School #3: The (Ntu)ight Bus
I wait at the bus stop, amid cricket chirps, and the faint buzzing of florescent lights, the white noise broken only by the occasional yellow-top taxi driving past. Ancient gears grumbling loudly as they trudge up yet another campus slope, the noise gradually fades and the crickets crescendo again.
Another car streaks by.
Everyone waiting with me at the bus stop has pulled out their mobile phones, and are busily messaging away, their faces lit eerily (white, blue, green) by their radioactive toys. (An idle thought crosses - before the mobile phone revolution, NTU must have been a very lonely place to be in.)

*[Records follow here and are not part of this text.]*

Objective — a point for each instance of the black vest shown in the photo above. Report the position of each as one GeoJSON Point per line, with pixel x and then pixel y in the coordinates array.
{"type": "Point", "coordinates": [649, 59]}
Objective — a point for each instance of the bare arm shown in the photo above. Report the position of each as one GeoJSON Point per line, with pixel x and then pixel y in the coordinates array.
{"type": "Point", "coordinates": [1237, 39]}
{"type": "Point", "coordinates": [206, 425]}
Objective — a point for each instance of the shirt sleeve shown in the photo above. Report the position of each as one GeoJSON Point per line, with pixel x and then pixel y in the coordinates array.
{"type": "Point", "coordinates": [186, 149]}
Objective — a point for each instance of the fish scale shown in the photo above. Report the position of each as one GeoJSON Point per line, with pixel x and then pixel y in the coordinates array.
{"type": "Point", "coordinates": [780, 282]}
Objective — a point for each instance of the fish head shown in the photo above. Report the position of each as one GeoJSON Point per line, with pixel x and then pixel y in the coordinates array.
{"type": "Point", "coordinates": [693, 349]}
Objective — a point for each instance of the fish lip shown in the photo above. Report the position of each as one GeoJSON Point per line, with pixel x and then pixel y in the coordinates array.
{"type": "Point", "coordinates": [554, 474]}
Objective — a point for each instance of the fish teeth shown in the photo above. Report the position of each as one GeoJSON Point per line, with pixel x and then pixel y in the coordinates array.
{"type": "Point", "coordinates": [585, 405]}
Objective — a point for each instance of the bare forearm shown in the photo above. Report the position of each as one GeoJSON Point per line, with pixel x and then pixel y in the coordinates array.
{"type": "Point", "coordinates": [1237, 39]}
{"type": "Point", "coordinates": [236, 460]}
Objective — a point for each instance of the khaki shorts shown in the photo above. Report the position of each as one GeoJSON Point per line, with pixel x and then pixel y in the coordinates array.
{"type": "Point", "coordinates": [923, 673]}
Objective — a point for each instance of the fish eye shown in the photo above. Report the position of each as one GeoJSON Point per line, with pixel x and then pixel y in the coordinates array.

A white mini van pulls up at the bus stop, almost full of people. (But then again, maybe it's even more lonely now with the phone. Kampong spirit lost and all that sort of thing.) A few fellow bus-waiters get into the van, and it drives off. Three souls left at the bus stop, two still messaging furiously.
I wonder if they're messaging "A white bus just left my bus stop", "I'm hungry", or the ever perennial favourite waste of a 5 cents SMS - "where are you?" Telecommunication empires can be built on those three words.
Another white van pulls up and stops. I stare at it and wonder why there are so many white mini vans around. Two students, just arriving at the bus stop (must have just finished their lesson), open the back door and hop in. The driver starts to pull away, then stops the van in front of me. (Wonder when the 179 will come?) He pulls down the window, leans over the passenger seat, and clandestinely whispers:
"Go Boon Lay MRT, 70 cents, want or not?"